One thing is certain: when you start an MBA you will soon have an awful lot of work on your plate. Whether you are revisiting full-time academic life after years in the workplace, or studying part-time while juggling a job and a family, you are going to need all the study and time-management skills you can muster.

Luckily, most business schools now recognise the pressures that their MBA students are under, and are increasingly putting in place support systems to help them stay on top of their workload.

Some students also find that previous working experience has given them the management skills they need. Busisiwe Silwanyana, a full-time MBA student at Durham Business School, came to her course from a background in finance. "It quickly became clear that managing my priorities would be key to staying on top of the heavy workload," she says. "So I set aside time to sit down and draw up a running list of everything I want to achieve by the end of the week, and re-prioritise my list daily so that I can stay on top of things."

Choosing the right course for your circumstances is also important. Vicky Van Bouwel, head of the department of commercial sciences and business administration at the Karel de Grote University College, in Antwerp, Belgium, was able to study for her MBA while having her first child and holding down a challenging job in change management. That's because the European Institute of Purchasing Management's modular MBA programme, which she studied in Geneva, allowed her the flexibility to fit project deadlines around the many other demands on her time.

However she warns part-time students to avoid dragging out their studies for too long and to aim to keep to the standard time framework "to keep up their momentum."

On more intensive courses, students need to find their feet quickly.

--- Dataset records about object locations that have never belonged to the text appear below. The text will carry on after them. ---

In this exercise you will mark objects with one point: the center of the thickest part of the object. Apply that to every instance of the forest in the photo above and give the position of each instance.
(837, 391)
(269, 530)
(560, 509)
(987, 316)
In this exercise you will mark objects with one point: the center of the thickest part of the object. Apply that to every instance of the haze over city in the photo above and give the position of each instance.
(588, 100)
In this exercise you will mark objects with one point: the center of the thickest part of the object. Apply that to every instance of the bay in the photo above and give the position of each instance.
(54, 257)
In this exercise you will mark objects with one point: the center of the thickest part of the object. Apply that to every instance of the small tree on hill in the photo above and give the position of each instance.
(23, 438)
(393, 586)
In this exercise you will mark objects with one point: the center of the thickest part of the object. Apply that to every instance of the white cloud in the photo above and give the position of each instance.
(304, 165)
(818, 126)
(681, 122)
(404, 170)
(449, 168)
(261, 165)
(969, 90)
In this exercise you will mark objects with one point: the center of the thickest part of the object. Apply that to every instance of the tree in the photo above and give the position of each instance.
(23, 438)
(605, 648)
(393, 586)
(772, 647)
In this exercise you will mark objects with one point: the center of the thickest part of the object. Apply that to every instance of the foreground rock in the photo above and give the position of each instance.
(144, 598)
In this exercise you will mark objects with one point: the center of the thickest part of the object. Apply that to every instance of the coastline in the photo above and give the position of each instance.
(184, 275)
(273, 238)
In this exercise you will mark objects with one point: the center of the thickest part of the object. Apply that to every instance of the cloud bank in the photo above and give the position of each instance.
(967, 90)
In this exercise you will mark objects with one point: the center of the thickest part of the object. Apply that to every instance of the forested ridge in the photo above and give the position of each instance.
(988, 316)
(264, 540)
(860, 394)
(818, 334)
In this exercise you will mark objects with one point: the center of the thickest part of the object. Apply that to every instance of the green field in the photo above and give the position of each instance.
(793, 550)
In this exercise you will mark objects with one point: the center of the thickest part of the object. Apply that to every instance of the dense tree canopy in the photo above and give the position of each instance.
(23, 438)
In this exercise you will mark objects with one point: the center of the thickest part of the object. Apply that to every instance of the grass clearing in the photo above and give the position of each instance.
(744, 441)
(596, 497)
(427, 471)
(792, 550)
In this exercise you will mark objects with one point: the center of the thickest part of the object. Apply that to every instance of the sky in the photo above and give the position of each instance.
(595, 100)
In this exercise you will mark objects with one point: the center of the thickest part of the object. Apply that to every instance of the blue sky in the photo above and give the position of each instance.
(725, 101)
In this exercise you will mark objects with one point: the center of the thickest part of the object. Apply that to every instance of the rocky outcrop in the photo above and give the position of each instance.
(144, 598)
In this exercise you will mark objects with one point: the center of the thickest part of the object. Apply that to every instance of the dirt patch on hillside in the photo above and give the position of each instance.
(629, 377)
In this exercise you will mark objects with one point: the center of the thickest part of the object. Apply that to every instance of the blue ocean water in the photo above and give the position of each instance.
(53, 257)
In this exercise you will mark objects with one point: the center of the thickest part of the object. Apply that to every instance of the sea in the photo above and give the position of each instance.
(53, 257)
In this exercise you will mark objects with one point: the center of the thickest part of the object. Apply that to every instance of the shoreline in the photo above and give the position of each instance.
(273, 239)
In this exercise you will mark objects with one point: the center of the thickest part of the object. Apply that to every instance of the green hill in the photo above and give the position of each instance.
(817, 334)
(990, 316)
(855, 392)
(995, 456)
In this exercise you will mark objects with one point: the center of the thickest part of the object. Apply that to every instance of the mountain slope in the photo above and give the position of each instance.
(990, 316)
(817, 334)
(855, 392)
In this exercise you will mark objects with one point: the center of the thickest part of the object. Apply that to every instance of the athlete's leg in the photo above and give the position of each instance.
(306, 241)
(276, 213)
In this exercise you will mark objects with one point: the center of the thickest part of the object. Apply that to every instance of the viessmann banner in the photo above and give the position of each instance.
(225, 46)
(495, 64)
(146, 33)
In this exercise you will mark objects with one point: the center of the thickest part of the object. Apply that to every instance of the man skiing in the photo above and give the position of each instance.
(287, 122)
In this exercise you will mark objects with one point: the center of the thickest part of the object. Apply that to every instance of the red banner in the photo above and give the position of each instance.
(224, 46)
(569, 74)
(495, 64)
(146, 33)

At the Judge Business School, University of Cambridge, where students take a one-year full-time MBA, Dr Richard Barker, director of the MBA programme, says students learn early on how to work successfully in teams, as well as how to draw upon the people and resources available. "We also structure the course to make it manageable," he says. Heavy course loads come early on, while a later switch of emphasis to projects and electives helps to sustain the students' interest and energy.

Aston Business School MBA students are offered help with speed-reading and time management as part of their induction fortnight. "Often, at the beginning, they think they are not going to need it, but later they start to appreciate this," says Angela Edkins, MBA careers adviser.

Nottingham University Business School MBA students are also introduced to a raft of basics during their induction sessions, including where to find help with writing essays, and what is the role of their tutor. "All my tutees, for example, are told they can show me their work before it is assessed," says Professor Bob Berry, director of the MBA programmes.

"Very often they need to look at the question they have been asked to analyse and ask themselves: have I actually done what I've been asked?" Students might also need help with academic journals. "You look at the introduction and conclusion, then ask yourself, 'do I know enough?' If not, you look at the structure and figure out what else might be useful to read." For some, writing clearly and to the right length is difficult. But for students who run into serious difficulties, tutors are on hand to talk, and counselling is available. "Nottingham is tough, but supportive," says Berry.

At Cass Business School in London Julia Newall, a trainer for an investment bank, comes in to teach MBA students mind-mapping, note-taking and memory skills. She has an MBA herself. "What I teach is called Mind Skills, and it is all about how you can make the maximum use of your mind. For instance, a regular review system is the best way of helping your brain hang onto something. We also look at speed reading, and at the mental belief patterns that can help or hinder you."

At Manchester Business School, Andy Stark, director of the MBA programme, says students' biggest frustrations tend to be over glitches in the IT system, and, more seriously, about re-entering the job market – something the school addresses by specifically clearing space in the timetable for students to job hunt. "We also concentrate on getting them working in multicultural groups, and giving them lots of experience – both key elements of the course we offer."

Student Fred Abrard has come with his wife and family from France to take a Manchester MBA in order to switch from a high-tech engineer career track into management. He finds the course intensive. "It is important to make priorities, so you don't fall under the workload. I make time for my family in the evening, then work from nine o'clock to midnight."

The supportive atmosphere has helped him a lot. "There is a partner club at the business school. My family are always up here. My three-year-old daughter probably knows more people at the school than I do. Even my newborn is coming here. It helps to feel we are all in it together."

'Body language matters'

MBA students at Cass Business School are taught study skills throughout their course. Andy Hanscomb, 41, an HR director in the security industry, has welcomed this support.

"They offer a continuous programme, and in a one-to-one interview they explore the areas that you will find most beneficial, so that it's tailored to your needs. You get credits for doing it, and you have to write a paper on those areas where you've identified you need help, and whether you feel you've been successful in making progress or not.

They go into everything. I hadn't realised, for instance, how much body language and eye contact mattered. It's given me much more internal confidence. I could stand up in front of my CEO now and not be fazed by it."